Banner Blindness: Old and New Findings - brlewis
http://www.useit.com/alertbox/banner-blindness.html

======
webwright
I'd be interested in hearing trends about text-ad blindness. I know I look at
and click adwords ads (and adsense ads) a LOT less than I did when they first
came available... Especially since Google sold out their ad relevancy and
allowed wildcard purchases or unrelated purchases (like ebay showing up on
virtually every search with a "find SearchQuery and More at Ebay!!1!!1!"

------
brett
_The more an ad looks like a native site component, the more users will look
at it_

For all his wacky buildup about the ethics of disclosing such a fact this was
a pretty sorry payoff. It is exactly what I would predict from the results of
such a study. For something to be insidious enough to consider not telling the
public about it I would expect it to at least be both born out by empirical
evidence AND counter-intuitive.

------
dfranke
It seems like it ought to be easy to fool the user's unconscious processes
that determine fixation while still making clear at a conscious level what is
and is not an ad.
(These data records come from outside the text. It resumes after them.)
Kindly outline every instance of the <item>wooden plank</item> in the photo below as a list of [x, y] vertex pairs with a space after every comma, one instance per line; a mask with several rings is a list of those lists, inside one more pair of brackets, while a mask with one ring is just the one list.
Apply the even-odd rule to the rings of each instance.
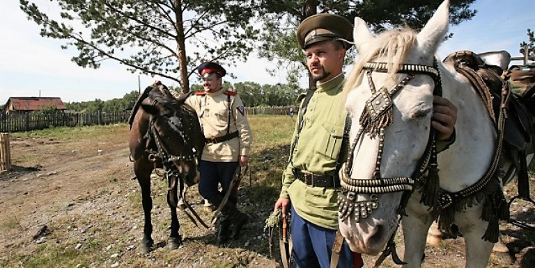
[[11, 169], [9, 133], [0, 133], [0, 171]]

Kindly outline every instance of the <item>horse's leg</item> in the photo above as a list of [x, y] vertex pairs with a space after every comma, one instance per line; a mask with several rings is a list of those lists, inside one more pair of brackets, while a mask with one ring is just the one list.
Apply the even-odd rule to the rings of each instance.
[[481, 239], [488, 225], [487, 221], [479, 219], [482, 208], [483, 205], [479, 204], [455, 215], [455, 223], [466, 244], [467, 268], [486, 267], [494, 246], [494, 243]]
[[442, 232], [438, 229], [438, 224], [433, 221], [427, 232], [427, 244], [433, 247], [440, 246], [440, 242], [442, 242]]
[[426, 236], [433, 221], [429, 208], [420, 203], [420, 194], [415, 191], [405, 208], [408, 217], [401, 220], [405, 240], [404, 267], [420, 267], [426, 247]]
[[[178, 178], [176, 178], [178, 180]], [[178, 181], [177, 181], [178, 183]], [[168, 181], [169, 187], [173, 184], [171, 180]], [[178, 249], [182, 244], [182, 237], [178, 235], [178, 230], [180, 228], [180, 225], [178, 223], [178, 216], [176, 213], [176, 203], [173, 202], [172, 200], [178, 200], [177, 188], [178, 185], [177, 183], [174, 183], [174, 187], [169, 188], [167, 191], [167, 204], [169, 205], [171, 208], [171, 234], [167, 239], [167, 246], [171, 249]], [[173, 196], [171, 196], [171, 194]]]
[[153, 233], [153, 224], [150, 221], [150, 210], [153, 209], [153, 199], [150, 196], [150, 172], [152, 168], [148, 167], [149, 165], [140, 160], [137, 161], [134, 166], [136, 177], [137, 177], [137, 181], [141, 187], [141, 204], [145, 218], [141, 251], [147, 253], [153, 249], [154, 246], [154, 240], [150, 236]]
For example, match the color scheme and typography of ads
with the rest of the site, but clearly label them as "sponsored links". While
it's possible that you might annoy users this way, it would be a real stretch
to call it unethical.

------
aston
This information is pretty unsurprising. That said, I think Nielson is
discounting to some degree the effect of good typography/page layout in this
discussion.

Pages that are designed well will focus the attention of the audience on the
content being delivered. Note that the users also aren't looking at other
things that seem to be accessory, like the navigation panes. In the end,
though, that's just another argument to try to blend ads into the content area
of the site, ethical or not.

------
blored
Wow, the most impressive part of the article is the eye heat map.